A North Carolina school district superintendent has issued an apology after parents learned that a mock “slave auction” involving white middle school students selling their Black classmates took place at a local school, the AP reports.
“His friend ‘went for $350’ and another student was the Slavemaster because he ‘knew how to handle them,’” the mother wrote. “We even have a video of students harmonizing the N word. Since when were children so blatantly racist? Why is this culture acceptable? Chatham County was made aware and is intervening but hug your babies especially the ones that are subject to racism by students and faculty. Parents teach your kids that this behavior isn’t OK.”
On Monday, during a school board meeting and after already issuing an apology over the situation, Superintendent Anthony Jackson apologized publicly and said that such actions by students “will not be tolerated in the school system.”
“I want to do something that needs to be done here publicly. I want to offer an apology,” Jackson said. “An apology to every single student who has ever felt unsafe while in our care, to every student who has ever felt demeaned, disrespected or marginalized because of their race, ethnicity, sex, gender, religion or disability.”
Jackson then added that “moving forward it will be our intentional focus to ensure that this celebration includes everyone. Moving forward, my personal commitment to you, is that we will do better.”
Local groups had pushed the school board to heighten penalties for those who partake in racist acts, and have requested that the students responsible apologize for their actions. Ronda Taylor Bullock, an anti-racism trainer, said in a Monday conference that the situation was “an act of white supremacy in broad daylight,” and encouraged the district to react as necessary.
“How many students have to go to J.S. Waters with a similar story?” Bullock said. “How many more have to go through seared, branded like a slave by these horrible memories that we will not forget?”

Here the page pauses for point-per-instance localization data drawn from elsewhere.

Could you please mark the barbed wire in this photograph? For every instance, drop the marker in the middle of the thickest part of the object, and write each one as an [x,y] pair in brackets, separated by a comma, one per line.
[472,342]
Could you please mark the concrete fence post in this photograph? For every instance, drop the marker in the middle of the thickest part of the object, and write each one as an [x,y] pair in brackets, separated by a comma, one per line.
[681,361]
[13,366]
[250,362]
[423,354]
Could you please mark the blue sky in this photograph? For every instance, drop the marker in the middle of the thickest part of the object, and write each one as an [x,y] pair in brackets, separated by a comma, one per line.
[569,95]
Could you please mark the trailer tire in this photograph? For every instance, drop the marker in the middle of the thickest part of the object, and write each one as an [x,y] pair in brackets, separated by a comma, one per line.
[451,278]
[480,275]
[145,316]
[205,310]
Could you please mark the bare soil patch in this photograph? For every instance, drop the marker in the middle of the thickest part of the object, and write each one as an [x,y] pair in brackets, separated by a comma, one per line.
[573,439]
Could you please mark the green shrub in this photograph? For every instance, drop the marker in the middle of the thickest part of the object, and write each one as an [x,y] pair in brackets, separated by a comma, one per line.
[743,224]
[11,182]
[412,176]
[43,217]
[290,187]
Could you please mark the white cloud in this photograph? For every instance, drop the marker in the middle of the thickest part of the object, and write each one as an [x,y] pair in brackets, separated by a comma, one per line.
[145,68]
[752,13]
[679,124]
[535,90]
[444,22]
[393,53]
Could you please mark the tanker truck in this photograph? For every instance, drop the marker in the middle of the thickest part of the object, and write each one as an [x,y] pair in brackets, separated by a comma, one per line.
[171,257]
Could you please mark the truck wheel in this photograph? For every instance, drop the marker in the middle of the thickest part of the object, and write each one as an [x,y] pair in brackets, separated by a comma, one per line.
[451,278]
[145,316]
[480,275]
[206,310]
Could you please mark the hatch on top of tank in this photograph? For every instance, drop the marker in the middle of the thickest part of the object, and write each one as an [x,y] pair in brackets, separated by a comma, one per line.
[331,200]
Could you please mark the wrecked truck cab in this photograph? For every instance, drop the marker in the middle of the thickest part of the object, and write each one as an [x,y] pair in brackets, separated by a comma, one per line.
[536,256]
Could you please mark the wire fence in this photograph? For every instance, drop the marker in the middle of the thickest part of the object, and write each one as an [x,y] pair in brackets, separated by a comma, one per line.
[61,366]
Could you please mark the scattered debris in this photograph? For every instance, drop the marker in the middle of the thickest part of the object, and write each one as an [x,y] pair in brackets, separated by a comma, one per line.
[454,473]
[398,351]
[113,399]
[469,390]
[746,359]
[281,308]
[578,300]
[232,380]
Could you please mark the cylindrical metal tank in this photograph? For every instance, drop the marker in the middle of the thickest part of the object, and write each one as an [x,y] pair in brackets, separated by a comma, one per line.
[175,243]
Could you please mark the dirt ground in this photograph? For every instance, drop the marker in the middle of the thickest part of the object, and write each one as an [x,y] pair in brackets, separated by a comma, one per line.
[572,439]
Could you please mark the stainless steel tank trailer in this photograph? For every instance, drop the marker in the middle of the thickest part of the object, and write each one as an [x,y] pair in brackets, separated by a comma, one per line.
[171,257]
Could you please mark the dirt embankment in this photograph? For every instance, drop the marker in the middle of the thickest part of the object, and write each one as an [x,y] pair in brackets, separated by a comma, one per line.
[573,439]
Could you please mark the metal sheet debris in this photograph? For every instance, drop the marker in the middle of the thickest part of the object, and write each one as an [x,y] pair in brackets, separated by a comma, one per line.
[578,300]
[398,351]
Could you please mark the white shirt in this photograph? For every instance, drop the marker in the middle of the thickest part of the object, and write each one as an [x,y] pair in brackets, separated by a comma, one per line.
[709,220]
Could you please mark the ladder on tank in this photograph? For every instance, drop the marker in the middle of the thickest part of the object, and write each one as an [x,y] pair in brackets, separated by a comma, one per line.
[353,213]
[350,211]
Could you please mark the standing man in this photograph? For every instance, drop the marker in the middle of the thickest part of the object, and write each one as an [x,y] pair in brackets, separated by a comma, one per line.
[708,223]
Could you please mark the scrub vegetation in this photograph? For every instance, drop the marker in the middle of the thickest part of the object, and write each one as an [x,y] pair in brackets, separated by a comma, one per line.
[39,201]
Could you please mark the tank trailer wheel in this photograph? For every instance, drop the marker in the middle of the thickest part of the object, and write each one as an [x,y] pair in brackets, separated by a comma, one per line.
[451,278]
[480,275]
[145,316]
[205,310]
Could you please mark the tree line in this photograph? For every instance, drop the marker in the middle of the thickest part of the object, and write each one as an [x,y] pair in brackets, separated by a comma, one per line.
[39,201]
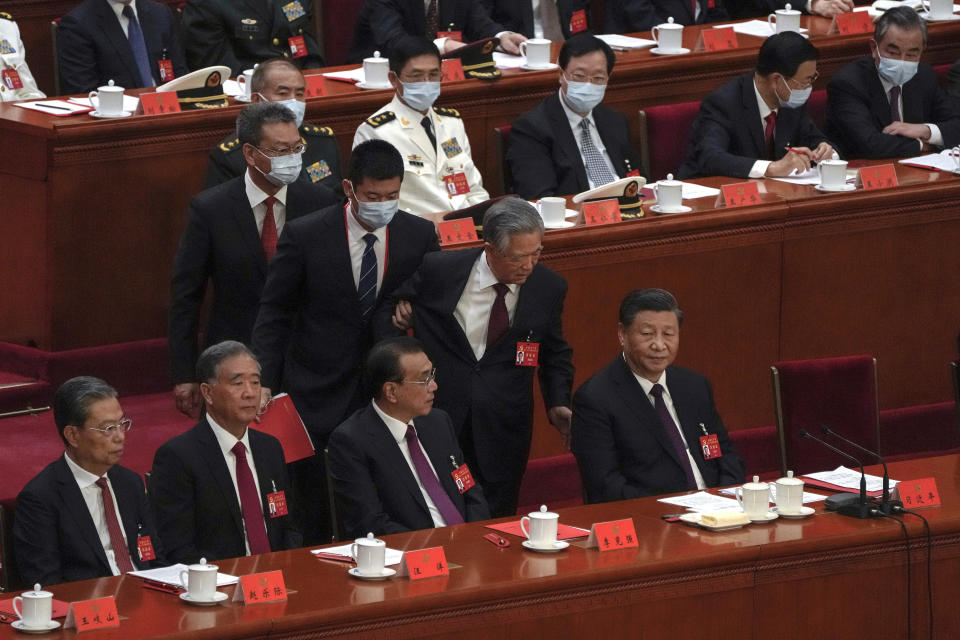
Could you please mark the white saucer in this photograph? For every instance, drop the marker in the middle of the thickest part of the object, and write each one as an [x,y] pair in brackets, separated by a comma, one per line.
[18,625]
[681,209]
[657,51]
[559,545]
[122,114]
[386,573]
[847,187]
[218,596]
[804,512]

Now, the district’s policy will include accountability for racist incidents and more training around such incidents. Jackson asked for the board to “authorize us to look at our staffing needs to ensure that we have the tools and the staff to appropriately reach out to our community to support these community agencies.”
“The reality is these acts of racism are not only happening here in Chatham County but across North Carolina and across the country,” said parent Christy Wagner, whose son was “sold” in the mock “auction.” “More should be done around addressing racism in schools, because no parent should have to stand here after hearing their son was sold in a slave trade at school.”